Dans ses recoins moins glorieux, la tendance comporte aussi quelques opportunistes qui, sous couvert de name dropping ( L’ami de Bono, Petit déjeuner chez Mick Jagger, La faute à Mick Jagger, Keith-me), tentent de plus en plus souvent de se raccrocher de fait à un mouvement qui a désormais son appellation contrôlée -les lectrices légères ont leur « chicklit », les rockeux leur « rocklit ».

Prestance de récup’

Le rock fait parfois tapisserie littéraire: certains veulent se chauffer aux rayons de sa crédibilité impec, de sa fulgurance, de son aura subversive (voir le nombre de premiers romans qui s’emparent de sa mythologie). Un belle cover pour entrer en littérature avec une prestance de récup’.
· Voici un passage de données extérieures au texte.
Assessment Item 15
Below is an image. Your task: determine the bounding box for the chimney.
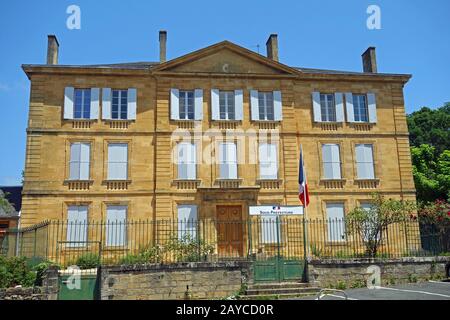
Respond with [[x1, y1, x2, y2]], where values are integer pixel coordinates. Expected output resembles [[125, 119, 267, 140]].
[[266, 34, 279, 62], [47, 35, 59, 65], [159, 30, 167, 63], [362, 47, 377, 73]]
Une logique qu’ont d’ailleurs également adoptée, à l’autre bout du câble, pas mal de rockeurs au moment de se choisir un nom « de plume » (The Divine Comedy emprunte à Dante, The Doors à Huxley, Second Sex à de Beauvoir, The Fall à Camus), de jouer la posture du poète maudit (Morrison) ou d’écrire leurs textes (Lautréamont chez Noir Désir, Ballard chez Led Zep, Orwell chez Pink Floyd). Une sorte de talisman littéraire porté à l’heure d’entrer en scène. Histoire d’aller se chercher une légitimité par ricochet et de nourrir une colère à l’estomac un peu vide jusque-là.

Reste à savoir comment, au-delà de la simple citation, le rock, son urgence, ses explosions visuelles, ses riffs fulgurants, a pu tant toucher la littérature, art du temps retrouvé et de la réflexion introspective.
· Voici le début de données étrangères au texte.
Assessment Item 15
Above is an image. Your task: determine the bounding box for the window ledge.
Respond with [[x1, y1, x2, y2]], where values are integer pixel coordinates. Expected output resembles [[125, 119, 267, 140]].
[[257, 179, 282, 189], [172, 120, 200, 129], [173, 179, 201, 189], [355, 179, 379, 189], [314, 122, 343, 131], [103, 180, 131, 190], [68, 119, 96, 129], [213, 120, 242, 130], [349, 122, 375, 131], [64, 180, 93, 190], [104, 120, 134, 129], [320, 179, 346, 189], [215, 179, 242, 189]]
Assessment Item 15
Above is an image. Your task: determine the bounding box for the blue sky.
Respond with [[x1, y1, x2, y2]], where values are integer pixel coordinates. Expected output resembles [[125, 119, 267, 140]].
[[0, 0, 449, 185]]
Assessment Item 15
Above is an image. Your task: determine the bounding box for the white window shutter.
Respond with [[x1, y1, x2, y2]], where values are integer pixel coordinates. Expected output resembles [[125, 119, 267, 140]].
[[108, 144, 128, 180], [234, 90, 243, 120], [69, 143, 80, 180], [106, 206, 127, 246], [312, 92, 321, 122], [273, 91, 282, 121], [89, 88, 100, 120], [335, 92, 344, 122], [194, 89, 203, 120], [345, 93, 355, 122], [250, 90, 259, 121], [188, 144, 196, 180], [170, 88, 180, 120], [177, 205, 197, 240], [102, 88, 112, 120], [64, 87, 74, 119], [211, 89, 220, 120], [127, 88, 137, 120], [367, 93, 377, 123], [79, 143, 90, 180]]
D’abord, ses pulsations ont évidemment travaillé l’écriture (on ne compte plus les romanciers qui rédigent sous playlists hurlantes ou crachotantes), lui fournissant de nouvelles propositions. La littérature, à la suite de la critique rock, a été invitée à bousculer son ordre par incubation de nouveaux accords fiévreux, à explorer les potentialités d’une nouvelle rage à travers la malaxe des mots et l’intensité de nouveaux paysages survoltés.

Ensuite, le rock, formidable pourvoyeur de psychédélique romanesque, a réveillé la littérature à un niveau plus souterrain et viscéral: la liquidation des codes de l’après-guerre, la révolution sexuelle, la transgression bourgeoise qu’il charriait, ont su coïncider avec un esprit contestataire qui alimente depuis toujours la plus puissante vague littéraire. La littérature rock n’a certes pas attendu le rock’n’roll. Mais le genre est venu souligner sa ligne rebelle, et relire, à la lumière frénétique de ses néons, toute l’histoire de la contre-culture romanesque: la génération perdue d’Hemingway, celle, foutue, de Kerouac, le sexe chez Miller, l’investigation gonzo chez Hunter S. Thompson, le dégueulasse chez Bukowski, la mescaline chez Michaux ou Selby Jr., le titanesque chez Pynchon, la détraque d’un Tom Robbins voire l’angoisse existentielle du Coupland de Génération X.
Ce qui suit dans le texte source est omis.